In a notice posted by the FDA they said that for most infants short-term consumption was unlikely to cause harm. 

They did warn that the formula could result in health implications for those with impaired renal function.

The Perrigo Company is recalling a batch of their formula sold by H-E-B grocery and CVS Pharmacys in twelve states, seen here

Regulators say the product was shipped to stores in twelve states

The impacted products include those shipped to CVS starting Feb. 6, 2024, with a use-by date of Nov. 11, 2025, and UPC code of 050428318034. 

While those that shipped to H-E-B on February 2 also possibly contaminated, with use-by dates of Nov. 9, 2025, and Nov. 11, 2025, and UPC code 041220164578. 

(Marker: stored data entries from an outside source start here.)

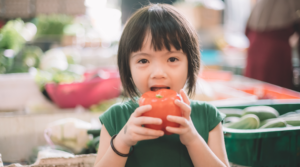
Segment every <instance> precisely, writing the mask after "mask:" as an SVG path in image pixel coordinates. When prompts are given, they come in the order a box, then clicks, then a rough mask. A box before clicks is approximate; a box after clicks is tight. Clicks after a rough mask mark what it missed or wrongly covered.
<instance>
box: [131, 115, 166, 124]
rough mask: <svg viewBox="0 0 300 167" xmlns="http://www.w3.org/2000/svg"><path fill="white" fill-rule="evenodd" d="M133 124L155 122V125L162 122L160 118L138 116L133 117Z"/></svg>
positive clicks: (145, 123) (152, 123) (153, 122)
mask: <svg viewBox="0 0 300 167" xmlns="http://www.w3.org/2000/svg"><path fill="white" fill-rule="evenodd" d="M133 121H134V124H136V125H144V124H155V125H160V124H161V123H162V120H161V119H160V118H152V117H143V116H141V117H138V118H135V119H134V120H133Z"/></svg>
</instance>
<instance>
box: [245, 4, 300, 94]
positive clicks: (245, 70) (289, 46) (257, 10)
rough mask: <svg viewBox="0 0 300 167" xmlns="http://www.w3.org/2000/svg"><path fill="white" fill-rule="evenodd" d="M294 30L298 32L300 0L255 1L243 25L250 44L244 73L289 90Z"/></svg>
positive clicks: (251, 77) (299, 45)
mask: <svg viewBox="0 0 300 167" xmlns="http://www.w3.org/2000/svg"><path fill="white" fill-rule="evenodd" d="M294 33H298V34H300V0H259V1H257V3H256V4H255V6H254V7H253V10H252V12H251V14H250V17H249V19H248V23H247V27H246V36H247V37H248V39H249V42H250V46H249V48H248V56H247V65H246V69H245V74H244V75H245V76H247V77H250V78H254V79H257V80H261V81H264V82H268V83H271V84H275V85H278V86H281V87H285V88H289V89H292V88H293V65H292V52H291V46H290V44H289V38H290V37H291V36H292V35H293V34H294ZM298 47H299V49H300V44H299V42H298ZM299 51H300V50H299Z"/></svg>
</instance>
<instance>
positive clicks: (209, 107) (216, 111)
mask: <svg viewBox="0 0 300 167" xmlns="http://www.w3.org/2000/svg"><path fill="white" fill-rule="evenodd" d="M206 105H207V110H206V111H207V115H208V120H209V121H208V123H209V124H208V128H209V131H211V130H213V129H214V128H215V127H216V126H217V125H218V124H219V123H220V122H221V121H223V119H224V118H225V116H226V115H225V114H223V113H220V112H219V110H218V109H217V108H216V107H214V106H213V105H211V104H206Z"/></svg>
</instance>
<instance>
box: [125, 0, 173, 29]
mask: <svg viewBox="0 0 300 167" xmlns="http://www.w3.org/2000/svg"><path fill="white" fill-rule="evenodd" d="M175 1H176V0H122V1H121V12H122V25H124V24H125V23H126V21H127V20H128V19H129V17H130V16H131V15H132V14H133V13H134V12H136V11H137V10H138V9H140V8H141V7H143V6H146V5H148V4H149V3H153V4H155V3H164V4H173V2H175Z"/></svg>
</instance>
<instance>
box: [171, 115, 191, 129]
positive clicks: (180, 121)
mask: <svg viewBox="0 0 300 167" xmlns="http://www.w3.org/2000/svg"><path fill="white" fill-rule="evenodd" d="M167 120H168V121H170V122H175V123H178V124H180V125H181V126H183V127H187V126H188V120H187V119H185V118H183V117H178V116H173V115H168V116H167Z"/></svg>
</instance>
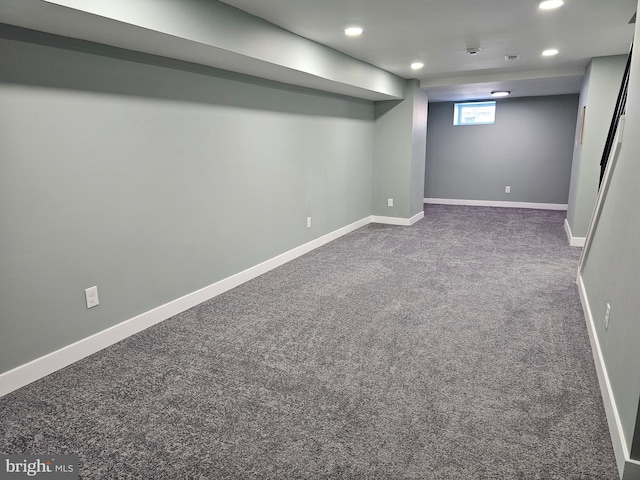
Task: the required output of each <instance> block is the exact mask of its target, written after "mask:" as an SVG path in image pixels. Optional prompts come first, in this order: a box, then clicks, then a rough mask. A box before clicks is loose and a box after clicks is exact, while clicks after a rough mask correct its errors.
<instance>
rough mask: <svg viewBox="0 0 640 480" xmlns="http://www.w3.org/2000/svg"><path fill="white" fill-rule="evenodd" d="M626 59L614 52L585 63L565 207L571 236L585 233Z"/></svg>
mask: <svg viewBox="0 0 640 480" xmlns="http://www.w3.org/2000/svg"><path fill="white" fill-rule="evenodd" d="M626 63H627V55H615V56H610V57H597V58H594V59H593V60H592V61H591V63H590V64H589V66H588V67H587V71H586V74H585V78H584V81H583V85H582V90H581V92H580V103H579V112H578V123H577V129H576V139H575V150H574V154H573V165H572V169H571V188H570V192H569V208H568V209H567V222H568V223H569V227H570V228H571V234H572V235H573V236H574V237H584V236H586V234H587V229H588V227H589V222H590V221H591V215H592V213H593V207H594V205H595V203H596V197H597V195H598V181H599V178H600V160H601V159H602V152H603V151H604V145H605V142H606V139H607V134H608V133H609V125H610V124H611V117H612V116H613V111H614V109H615V105H616V99H617V98H618V92H619V91H620V83H621V81H622V76H623V74H624V68H625V65H626ZM583 107H586V111H585V120H584V130H583V142H582V144H580V127H581V124H582V111H583Z"/></svg>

The notice added: 'Parents and caregivers who may have purchased the product should look for the lot codes below with 'use by' dates, which can be found on the bottom of the package and should contact their health care provider if they have any concerns.'

The recent recall by Perrigo comes after Texas-based Dairy Manufacturers also recalled formula in May after failing to comply with FDA regulations.

The company recalled all lot codes for Crecelac Infant 0-12, Farmalac 0-12 and Farmalac 0-12 Low Lactose at both the retail and wholesale levels.

The affected products are packaged in 12.4-ounce cans and have expiration dates  of August 2025 and September 2025. According to the FDA, the formula retailed exclusively in the state of Texas.

The products were found in non-compliance with the agency's requirements for the registration of new infant formula.

In a notice posted by the FDA they said that for most infants short-term consumption was unlikely to cause harm 

The FDA has been bringing the hammer down on manufacturers in the wake of the February 2022 recall of several brands of Abbott Nutrition's powder infant formula. 
Testing in the company's Sturgis, Michigan, facility found Cronobacter contamination in non-product contact areas.

The FDA later announced that an analysis did not samples from patients to be closely genetically related to the strains found in the factory.

Abbott ultimately resumed production at its Sturgis facility amid a nationwide formula shortage.

Earlier this week, parents of a Kentucky baby who died last fall after drinking the formula said are suing Abbott.

Willow Jade Dellaquila, of Carrollton, Kentucky, was 13 days old when she died on November 5, 2023.

She was infected with cronobacter sakazakii, a dangerous germ traced to a can of Similac Total Comfort powdered formula used in the baby's bottles, records show.

The little girl had a stroke on the right side of her brain, according to Willow's mother Cheyenne Ping, 25.

'It´s really heartbreaking. No one should have to go through this,' she said.